"A party to a multilateral agreement cannot set conditions for the deal. They [the Americans] have previously set some conditions that were improper. Their new conditions are improper as well," Zarif told reporters in Tehran on Saturday.
The Washington Post on Friday quoted a senior official with the US President Donald Trump's administration involved in developing his Iran policy as saying, "The president laid out six major areas where he wanted the Europeans to work with the United States to put together a united front on demanding that the Iranians alter their behavior.”
They include alleged human rights violations, cyber threats and financial activities of the Islamic Revolution Guards Corps (IRGC), the official added. Iran has repeatedly dismissed such accusations.
According to the daily, Trump had earlier also demanded not only that non-nuclear issues be addressed but also that the deal itself be altered to eliminate sunset clauses for some of the restrictions it places on Iran, to harden the inspection rules and to limit development of long-range missiles the US claims could be used to deliver nuclear payloads.
In reaction to the conditions, Zarif said the US is using such demands as a diversionary tactic to evade accountability for its failure to fully honor its commitments under the JCPOA.
"The US sets conditions that the international community completely knows none of them can even be considered," the top Iranian diplomat added.
Iran and the five permanent members of the United Nations Security Council – the US, France, Britain, Russia and China – plus Germany signed the nuclear agreement on July 14, 2015 and started implementing it on January 16, 2016.
Under the JCPOA, Iran undertook to put limits on its nuclear program in exchange for the removal of nuclear-related sanctions imposed against Tehran.
"What is now necessary is that the international community must receive an assurance that the US is fulfilling its commitments to preserve the rights of the Islamic Republic as a side that has remained committed to its undertakings. This is our current problem," the Iranian foreign minister pointed out.

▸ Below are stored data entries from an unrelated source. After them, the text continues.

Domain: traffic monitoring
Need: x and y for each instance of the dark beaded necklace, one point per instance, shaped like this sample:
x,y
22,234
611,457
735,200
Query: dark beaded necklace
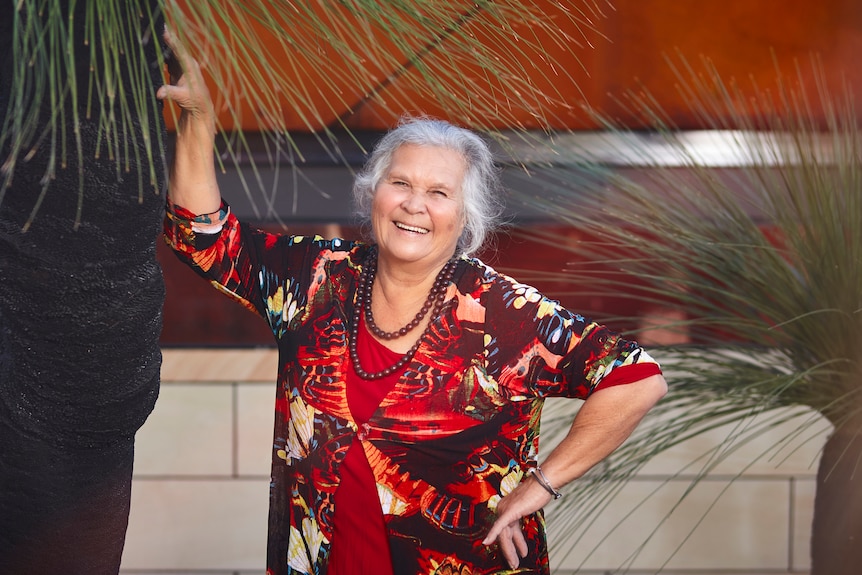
x,y
436,300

Trump has repeatedly described the JCPOA, which was negotiated under his predecessor, Barack Obama, as “the worst and most one-sided transaction Washington has ever entered into,” a characterization he often used during his presidential campaign, and threatened to tear it up.
Trump on January 12 reluctantly agreed to waive sanctions against Iran that were lifted as part of the landmark deal, but said it would be the last time he issued such a waiver unless conditions were met.
The US president said he wanted America's European allies to use the 120-day period before sanctions relief again came up for renewal to agree to tougher measures and new conditions, otherwise Washington would pull out of the deal.
The French Foreign Ministry on Monday stressed the importance of the strict implementation of the landmark nuclear agreement, saying it would hold more talks with its European and US allies on the Iranian nuclear program.
The ministry reaffirmed France’s commitment to the nuclear agreement, saying, "The French position on the Iran nuclear deal is known. As the President of the Republic (Emmanuel Macron) has said, we reaffirm our full attachment to the global action plan and its strict implementation."
Since the JCPOA Implementation Day in January 2016, the International Atomic Energy Agency (IAEA) has been monitoring Iran’s compliance with its nuclear-related commitments under the nuclear deal and has consistently verified the Islamic Republic’s compliance.
In its latest report on Thursday, the IAEA once again confirmed that Iran was living up to its commitments under the JCPOA.
The UN nuclear agency said the Islamic Republic was sticking to the deal's key parameters such as the number of uranium centrifuges and stockpiles.